While some of the People Tree team has headed to Somerset House this weekend to hang around absorbing the fashion indulged atmosphere and catch upon the newest trends and daring styles, a few of us have decided to stay closer to our Shoreditch headquarters and attended a less glamorous but incredibly important event on Brick Lane.
Glamorous or not, with London Fashion Week on, the topic has been fashion of course. Fast fashion to be precise and the continuous exploitation of developing countries that comes with it.
In the back room of Café 1001 a so called `LFW Remedy` took place under the title `Has capitalism killed fashion?` Organisers, `Brick Lane Debates` and `War on Want` decided to “take back our city” during the most fashionable time of the year, when besides astonishing creativity and infinite imagination, inequality, body hatred, racism, the use of toxic chemicals and corporate greed are also in the spotlight.
The day went by with workshops on body image among others, with documentary screenings, theatre and DIY sessions. Not to mention the intense debates around the various interpretations of the topic.
The People Tree PR team has caught upon the closing session of the event and were given some food for thought by the last three speakers including Tansy E. Hoskins, author of Stitched Up The Anti-capitalist Book of Fashion, Katharine Hamnet, fashion designer and pioneer of environmental fashion since 1989 and John Hilary, executive director of War on Want.

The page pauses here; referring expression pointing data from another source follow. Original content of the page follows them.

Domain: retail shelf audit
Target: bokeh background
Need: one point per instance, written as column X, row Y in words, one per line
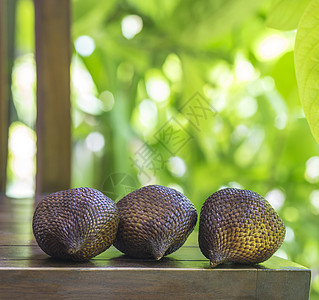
column 195, row 95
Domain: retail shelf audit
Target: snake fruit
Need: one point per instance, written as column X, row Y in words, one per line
column 239, row 226
column 154, row 221
column 75, row 224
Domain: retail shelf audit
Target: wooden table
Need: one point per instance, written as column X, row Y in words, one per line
column 28, row 273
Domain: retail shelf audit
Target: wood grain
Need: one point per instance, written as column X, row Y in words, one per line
column 27, row 272
column 3, row 97
column 53, row 51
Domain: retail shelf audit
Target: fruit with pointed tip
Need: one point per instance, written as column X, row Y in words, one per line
column 154, row 221
column 239, row 226
column 75, row 224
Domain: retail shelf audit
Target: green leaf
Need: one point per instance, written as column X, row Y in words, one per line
column 307, row 64
column 199, row 23
column 285, row 14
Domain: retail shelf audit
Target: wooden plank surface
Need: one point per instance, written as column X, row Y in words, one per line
column 185, row 274
column 3, row 98
column 53, row 51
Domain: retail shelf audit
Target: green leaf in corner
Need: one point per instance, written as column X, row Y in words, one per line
column 285, row 14
column 307, row 64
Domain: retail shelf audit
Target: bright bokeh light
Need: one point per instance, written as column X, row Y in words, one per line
column 81, row 79
column 90, row 104
column 22, row 150
column 95, row 141
column 281, row 121
column 158, row 89
column 272, row 47
column 247, row 107
column 23, row 89
column 244, row 70
column 312, row 169
column 276, row 198
column 107, row 99
column 290, row 235
column 131, row 26
column 291, row 214
column 281, row 253
column 176, row 166
column 84, row 45
column 172, row 68
column 314, row 199
column 148, row 113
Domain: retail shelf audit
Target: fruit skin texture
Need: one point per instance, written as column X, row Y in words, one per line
column 154, row 221
column 75, row 224
column 239, row 226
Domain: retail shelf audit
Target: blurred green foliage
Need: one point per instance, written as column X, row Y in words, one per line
column 196, row 96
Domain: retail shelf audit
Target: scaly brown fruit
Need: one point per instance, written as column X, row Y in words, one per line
column 154, row 221
column 75, row 224
column 239, row 226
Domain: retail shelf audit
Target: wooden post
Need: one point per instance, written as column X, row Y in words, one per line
column 53, row 52
column 3, row 97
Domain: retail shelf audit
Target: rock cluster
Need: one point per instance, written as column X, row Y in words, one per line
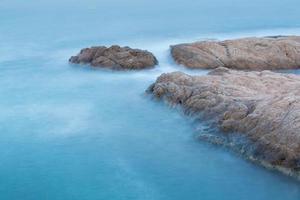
column 264, row 107
column 115, row 57
column 268, row 53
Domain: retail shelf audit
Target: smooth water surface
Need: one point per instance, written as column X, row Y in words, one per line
column 75, row 133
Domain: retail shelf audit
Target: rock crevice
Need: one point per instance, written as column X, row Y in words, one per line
column 263, row 107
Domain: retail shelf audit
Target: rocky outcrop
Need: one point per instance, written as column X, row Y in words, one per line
column 262, row 107
column 268, row 53
column 115, row 57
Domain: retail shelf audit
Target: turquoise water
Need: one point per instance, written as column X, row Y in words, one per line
column 71, row 132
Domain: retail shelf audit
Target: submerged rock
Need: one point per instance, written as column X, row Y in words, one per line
column 263, row 107
column 115, row 57
column 277, row 52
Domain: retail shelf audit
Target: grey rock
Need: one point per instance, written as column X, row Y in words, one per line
column 267, row 53
column 115, row 57
column 263, row 107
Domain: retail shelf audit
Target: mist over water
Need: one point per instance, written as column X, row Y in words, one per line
column 72, row 132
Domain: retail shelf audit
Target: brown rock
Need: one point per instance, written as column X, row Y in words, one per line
column 277, row 52
column 115, row 57
column 263, row 107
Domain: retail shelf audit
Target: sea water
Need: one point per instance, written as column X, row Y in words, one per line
column 76, row 133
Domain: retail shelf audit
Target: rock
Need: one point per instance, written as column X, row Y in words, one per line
column 268, row 53
column 263, row 107
column 115, row 57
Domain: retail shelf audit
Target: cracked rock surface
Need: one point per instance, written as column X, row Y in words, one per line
column 267, row 53
column 262, row 106
column 115, row 57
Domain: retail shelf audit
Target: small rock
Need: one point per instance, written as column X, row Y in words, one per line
column 115, row 57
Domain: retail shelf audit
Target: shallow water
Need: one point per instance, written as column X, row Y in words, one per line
column 73, row 132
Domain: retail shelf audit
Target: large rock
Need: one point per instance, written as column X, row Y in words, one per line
column 261, row 107
column 115, row 57
column 268, row 53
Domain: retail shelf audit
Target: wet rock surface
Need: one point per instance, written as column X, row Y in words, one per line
column 263, row 107
column 274, row 52
column 115, row 57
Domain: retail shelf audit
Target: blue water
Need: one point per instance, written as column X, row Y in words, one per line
column 75, row 133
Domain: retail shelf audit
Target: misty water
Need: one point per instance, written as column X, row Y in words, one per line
column 76, row 133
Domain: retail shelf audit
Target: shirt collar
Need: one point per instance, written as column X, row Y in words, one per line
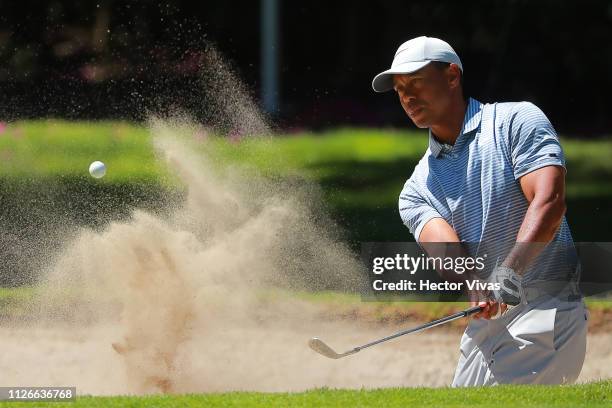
column 471, row 122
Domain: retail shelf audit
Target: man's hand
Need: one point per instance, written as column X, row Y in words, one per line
column 510, row 286
column 497, row 303
column 490, row 309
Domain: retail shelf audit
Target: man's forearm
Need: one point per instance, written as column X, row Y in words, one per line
column 539, row 227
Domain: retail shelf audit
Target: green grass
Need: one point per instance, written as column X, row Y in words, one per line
column 360, row 171
column 586, row 395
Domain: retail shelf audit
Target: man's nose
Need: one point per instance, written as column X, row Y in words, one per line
column 406, row 98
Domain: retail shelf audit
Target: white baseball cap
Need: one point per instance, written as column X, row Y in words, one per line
column 413, row 55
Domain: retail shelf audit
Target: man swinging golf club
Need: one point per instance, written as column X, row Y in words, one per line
column 494, row 173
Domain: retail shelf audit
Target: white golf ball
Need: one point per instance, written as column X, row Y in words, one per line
column 97, row 169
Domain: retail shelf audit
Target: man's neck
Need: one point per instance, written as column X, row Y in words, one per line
column 448, row 130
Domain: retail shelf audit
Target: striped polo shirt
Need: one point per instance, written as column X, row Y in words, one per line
column 474, row 184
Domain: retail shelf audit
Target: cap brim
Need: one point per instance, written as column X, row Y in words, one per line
column 383, row 82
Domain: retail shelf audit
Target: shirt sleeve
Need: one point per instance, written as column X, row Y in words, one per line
column 533, row 141
column 414, row 209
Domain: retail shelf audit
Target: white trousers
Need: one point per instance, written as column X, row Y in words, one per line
column 543, row 342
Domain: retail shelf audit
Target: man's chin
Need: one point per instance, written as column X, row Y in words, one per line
column 421, row 124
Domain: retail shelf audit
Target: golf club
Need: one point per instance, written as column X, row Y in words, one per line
column 322, row 348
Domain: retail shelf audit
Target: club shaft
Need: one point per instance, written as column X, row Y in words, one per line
column 450, row 318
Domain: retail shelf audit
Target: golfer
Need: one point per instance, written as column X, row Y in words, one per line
column 494, row 174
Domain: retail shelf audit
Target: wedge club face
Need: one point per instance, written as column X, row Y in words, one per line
column 320, row 347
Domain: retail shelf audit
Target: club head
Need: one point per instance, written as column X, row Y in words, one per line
column 320, row 347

Tansy has explored the question whether fashion can kill capitalism and has started off with expressing her admiration for fashion as a symbol of human creativity. She reminded the audience how powerful a tool it was throughout the centuries for people to express their opinions. People have always been using their bodies to resist. Let it be resistant to inequality with women wearing trousers or the punk movement by people who felt they have lost everything. Fashion might not kill capitalism on its own but it certainly is an incredibly strong tool used for the expression of opinion, humanity and resistant.
Second to address the audience was Katharine Hamnet, British designer, eco-heroine and a legend of her own right. She called for urgent and immediate action to address the problems of the fashion industry, stating that the only way left was to get politically involved, to use our rights as citizens of the western world to choose the right people to bring change on. To encourage the issue of laws that will only allow ethically sourced and certified clothing imports to the country. “Enough is enough. We run out of time.” – called out the designer while elaborating on that another Rana Plaza tragedy is only a matter of time. Legislation in developed countries is crucial because even if we `sort Bangladesh out` the industry will move onto another poor country where no regulations are in place.
Last but not least we heard War on Want`s executive director, John Hillary, who spoke about the myth of globalisation and the win-win situation we are promised: namely that by outsourcing our manufacturing we will get to buy cheaper clothes in the west, while people will be getting jobs all around the world in developing countries, which will empower especially women to become independent. While garment prices fell by 38% in the last decade in the UK, emancipation in the East did not happen, but exploitation got deeper. John has also pulled out `shadow boxing` as a main problem: there might be small illusionary victories on the ground level, but they are of no use if they do not touch the power level. Support given to trade unions is important but higher action is needed that directly confront high street retailers in the UK and includes governmental involvement that sets standards of origin, as there are regulations on food safety.
As for boycotts, opinions were split in the panel as the aim is not to take away garment worker`s jobs by refusing to buy their work, but to ensure that human rights regulations are in place and that they are paid a living wage. However, it has also been anticipated that money, as the centre of capitalism, is the driving force behind actions and a slight drop in sales will scare retailers and influence their buying habit. So boycotting is a tool, however if actioned, needs a careful and targeted approach.
If you feel inspired by this post and share the view that “outsource production” is not equal with “outsource responsibility” as put by John, then follow the link to War on Want and see how you could get involved or learn more on the topic.
We close with the `new` slogan of War on Want:
LOVE FASHION, HATE SWEATSHOPS, OVERTHROW CAPITALISM.
We hope that you feel as enthusiastic and ready for action as we did after listening to these inspiring speakers.